I don't know whether it was the Vaseline or the up-down motion of my fingertip or just "my time," but I began to notice my dick getting stiff and my head feeling funky. "Add a little more grease," I told myself. I spread more and more Vaseline on my penis. Kept rubbing up and down on the bleeding scratch. My body seemed to be telling me, "This is leading you somewhere new. Explore it. Let it happen."
At some point I changed my grip so that I was applying my thumb on the upper surface of my growing stiffie and two fingers underneath. The Vaseline was squishing around on my dick and before I could analyze what was happening, I was applying as much of my hand as would fit around my rigid little erection.
My strokes became faster and faster. Strange feelings made my whole body tingle. "Enough! Enough!" I commanded myself. But the thought of stopping those urgent up-and-down motions seemed counterproductive. I must see what is at the end of this rainbow! I must allow the feelings to keep growing. I must let my penis continue to stiffen.

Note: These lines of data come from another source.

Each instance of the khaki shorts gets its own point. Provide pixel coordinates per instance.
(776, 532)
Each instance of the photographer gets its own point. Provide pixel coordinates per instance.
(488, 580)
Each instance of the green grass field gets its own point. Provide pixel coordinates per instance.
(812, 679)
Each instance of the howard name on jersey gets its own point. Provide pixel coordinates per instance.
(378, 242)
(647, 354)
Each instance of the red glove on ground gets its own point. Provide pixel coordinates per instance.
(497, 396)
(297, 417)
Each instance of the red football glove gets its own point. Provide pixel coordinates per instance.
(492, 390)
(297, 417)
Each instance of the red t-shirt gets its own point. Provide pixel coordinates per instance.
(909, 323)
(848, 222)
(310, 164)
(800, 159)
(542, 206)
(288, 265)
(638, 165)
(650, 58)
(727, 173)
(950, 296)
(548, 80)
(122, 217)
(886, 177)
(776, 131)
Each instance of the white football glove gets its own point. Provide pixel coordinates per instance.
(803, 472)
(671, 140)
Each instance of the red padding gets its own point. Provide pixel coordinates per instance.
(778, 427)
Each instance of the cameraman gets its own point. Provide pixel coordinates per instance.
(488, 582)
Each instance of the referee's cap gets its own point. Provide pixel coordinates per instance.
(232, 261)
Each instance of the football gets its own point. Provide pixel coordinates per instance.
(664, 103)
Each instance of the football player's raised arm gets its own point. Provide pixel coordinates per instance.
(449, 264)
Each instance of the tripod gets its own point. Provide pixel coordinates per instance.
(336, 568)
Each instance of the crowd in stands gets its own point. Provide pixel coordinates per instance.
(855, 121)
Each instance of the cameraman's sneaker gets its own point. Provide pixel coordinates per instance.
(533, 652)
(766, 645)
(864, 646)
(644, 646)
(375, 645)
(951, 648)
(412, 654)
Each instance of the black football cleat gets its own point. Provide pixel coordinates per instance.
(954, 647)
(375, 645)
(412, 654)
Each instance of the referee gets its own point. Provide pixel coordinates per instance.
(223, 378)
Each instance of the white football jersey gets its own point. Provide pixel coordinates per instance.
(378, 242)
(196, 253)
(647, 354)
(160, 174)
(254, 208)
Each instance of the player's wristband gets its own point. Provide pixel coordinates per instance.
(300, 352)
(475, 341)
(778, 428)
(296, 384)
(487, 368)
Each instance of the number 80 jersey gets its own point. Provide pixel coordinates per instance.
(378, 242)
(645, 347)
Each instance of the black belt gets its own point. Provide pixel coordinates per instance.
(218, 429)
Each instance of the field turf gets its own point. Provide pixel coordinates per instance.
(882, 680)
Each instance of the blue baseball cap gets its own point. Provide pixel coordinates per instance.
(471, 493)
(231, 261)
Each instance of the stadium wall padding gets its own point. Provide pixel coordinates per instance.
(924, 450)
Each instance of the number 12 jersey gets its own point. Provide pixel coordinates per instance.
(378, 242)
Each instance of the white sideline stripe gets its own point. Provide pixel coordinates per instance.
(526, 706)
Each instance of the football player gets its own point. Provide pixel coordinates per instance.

I must prepare myself because something horribly frightening and yet cosmically important is happening to me.
And, of course, it did happen - happened in a sudden and unexpected climax that I'd never experienced before. My whole body shook. My head went cold. Cum shot all over the tile floor and the plastic shower curtain, then continued to drool out of the tip of my softening dick. It was not the best ejaculation I ever experienced, but it was the first one, and I fully expected to wake up in a coffin. I sat very still, waiting for death.
I still have a thin little scar on my penis, a souvenir that helped me make special friends of certain inquisitive dudes during my important middle-school days.
Anonymous
Thank you for sharing your very special, and very personal, story with all of us. I always enjoy hearing the circumstances when a boy had his very first climax and it was completely unexpected, creating some terror along with that special pleasure. I love how you said you expected to wake up in a coffin. For me, I prayed and cried myself to sleep, promising God that I would NEVER do whatever it was that I had done to myself, ever again. But the next morning, the sun rose as usual, and I felt perfectly fine. I started having second thoughts on that promise I sort of made to God that I'd never do that again.
ReplyDeleteI remember when that first happened to me, also without me having any idea what was happening. It felt like the head of my penis was going to pop or explode, and then it started 'pissing' all my itself. Muscles I could always control were now contracting and releasing all by themselves. It was pretty terrifying.